Easy All-Vegetable Curry
Ingredients
The ingredients are not critical - you can use pretty much any and all vegetables, as long as you make allowance for cooking time. Here is a suggestion for roughly 5 litres of curry (which I freeze in 20 portions).
Core ingredients (highly recommended)
- A little oil to fry the onions & garlic
- 2 or 3 onions, chopped finely
- Quarter to half a bulb of garlic, chopped finely
- fresh ground black pepper
- 1 small jar (283g) of Patak's Madras curry paste
- 3 tins of chopped tomatoes
- Some concentrated tomato puree
The curry paste is most important. It should be 'curry paste', not 'curry sauce'. It contains lots of nice spices in the correct proportions and ground into in an oily mush, which saves us having to sort out a dozen spices ourselves. I use the Indian curry paste, but there is also Thai curry paste. In the UK, it seems the Indian paste is oil based, while the Thai paste is water based. Both these are different to 'curry sauce' which is a less concentrated, heat-and-serve solution. Curry paste requires cooking to make the spices edible.
Variable ingredients (can be adjusted widely)
Any veg, such as:
- 1 large baking potato
- 1 or 2 large carrots
- 2 sticks celery
- 1 tin kidney beans
- 3 tins mixed beans (in spicy/tomato/no sauce)
- 1 large tin spinach puree
- 1 or 2 other tins (there are so many other types of beans. I've also used sweetcorn.)
- A sweet pepper or two (red, green, yellow and/or orange)
- 6 to 8 small mushrooms
(In the past I have also used swede, cauliflower, leek, broccoli, parsnip, beetroot; really, anything available. All veg is chopped up. The harder it is, the smaller the pieces should be, in an effort equalise cooking time). As a guide, potato might end up in quarter-inch cubes, with some bits smaller than that.
Optional:
Method
I normally cook all this in a single 5 litre saucepan with a flat, heavy bottom. Chop all the hard vegetables before starting cooking. Start by frying the garlic and onion in the oil. When they have softened and are getting slightly translucent, add the black pepper and curry paste. If this were a meat curry, you'd add the meat now and continue to fry while the meat sealed. Now add the tins of chopped tomatoes - this provides the juice that everything else will cook in. Tomato puree can go in now, or wait until later and judge the taste.
Turn the heat down, keeping the mixture simmering as you add the hard and then medium vegetables, chopped finely. Mix well into the curry & tomato sauce.

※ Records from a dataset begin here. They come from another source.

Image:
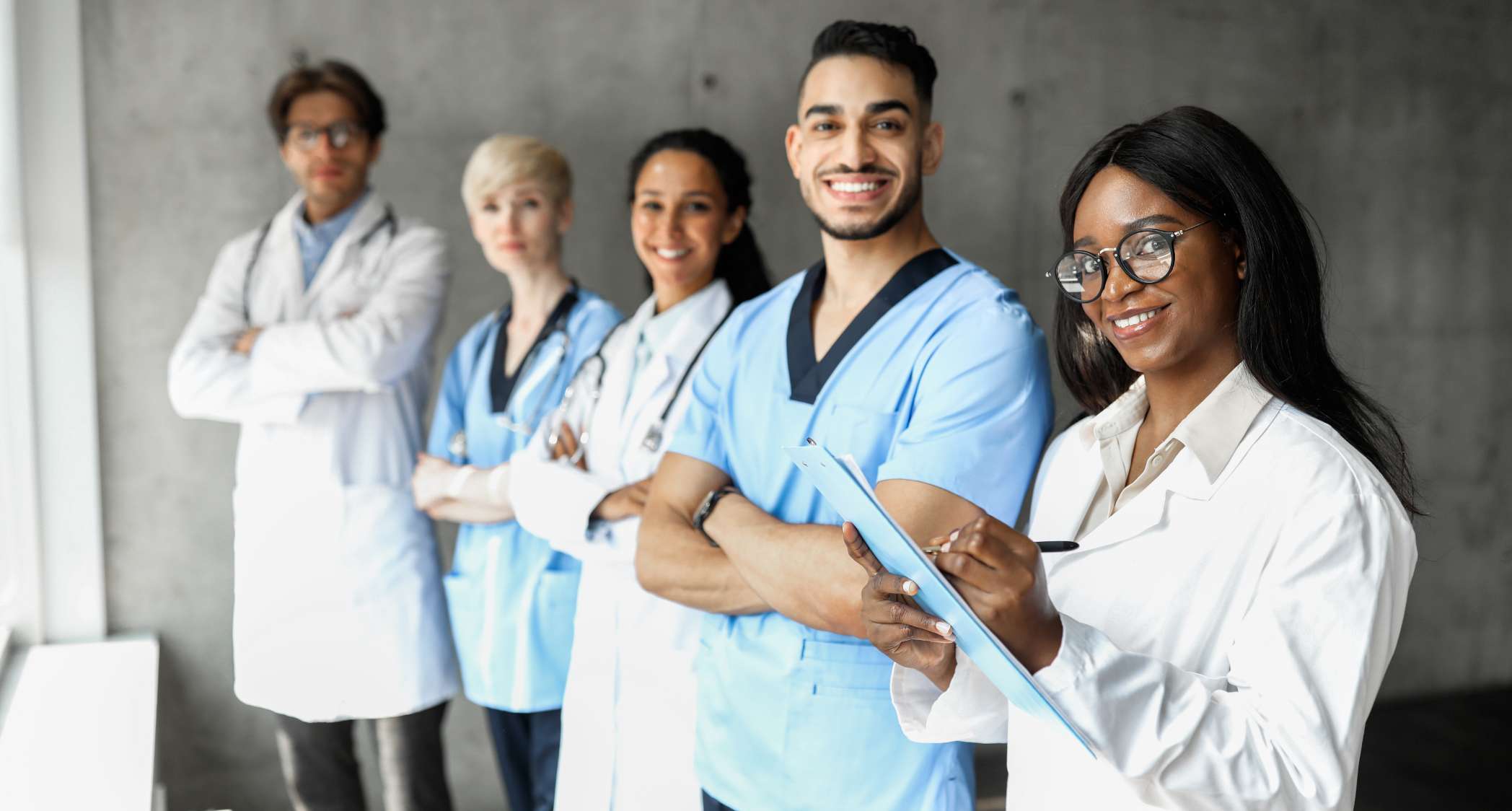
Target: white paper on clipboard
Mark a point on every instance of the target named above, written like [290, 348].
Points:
[850, 494]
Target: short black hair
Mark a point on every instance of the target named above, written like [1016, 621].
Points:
[739, 263]
[892, 44]
[335, 76]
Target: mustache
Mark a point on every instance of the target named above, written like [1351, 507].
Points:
[863, 168]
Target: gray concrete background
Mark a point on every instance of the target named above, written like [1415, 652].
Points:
[1390, 121]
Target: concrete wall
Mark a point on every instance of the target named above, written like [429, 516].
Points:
[1389, 121]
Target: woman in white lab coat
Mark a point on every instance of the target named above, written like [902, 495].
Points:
[628, 714]
[1243, 512]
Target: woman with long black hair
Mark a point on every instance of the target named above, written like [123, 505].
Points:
[1243, 510]
[628, 714]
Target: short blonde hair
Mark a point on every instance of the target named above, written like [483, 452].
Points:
[506, 159]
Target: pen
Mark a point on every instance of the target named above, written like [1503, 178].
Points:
[1045, 547]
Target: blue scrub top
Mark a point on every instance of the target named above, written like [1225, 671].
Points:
[942, 379]
[510, 595]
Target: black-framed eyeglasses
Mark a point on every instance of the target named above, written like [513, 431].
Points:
[1146, 256]
[307, 138]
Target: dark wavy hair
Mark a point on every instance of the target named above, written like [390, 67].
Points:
[739, 263]
[892, 44]
[335, 76]
[1211, 168]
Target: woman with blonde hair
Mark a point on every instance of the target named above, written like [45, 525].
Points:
[510, 595]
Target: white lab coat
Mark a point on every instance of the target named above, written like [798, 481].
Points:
[628, 713]
[339, 609]
[1225, 631]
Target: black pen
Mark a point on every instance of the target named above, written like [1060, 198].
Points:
[1045, 547]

If it starts to get too dry to cook (also risks sticking/burning), then add more tinned tomatoes or a glass of red wine.
Once the hard vegetables are in, keep simmering and occasionally mixing until they are half to three-quarters cooked. Now add the tinned veg (which is cooked anyway; really we're just heating it and getting some spices in) and the fruit. Keep heating and occasionally mixing.
Check the hard veg again. If it's nearly done, add the soft veg (sweet peppers and mushrooms) These should not be heated much, or they will be destroyed.
When it's all hot - tada: all done.
Serving
Can be served with rice, pasta, chapatis, wholemeal bread or as a topping for jacket potatoes. Or freeze in 250ml portions for later quick dinners.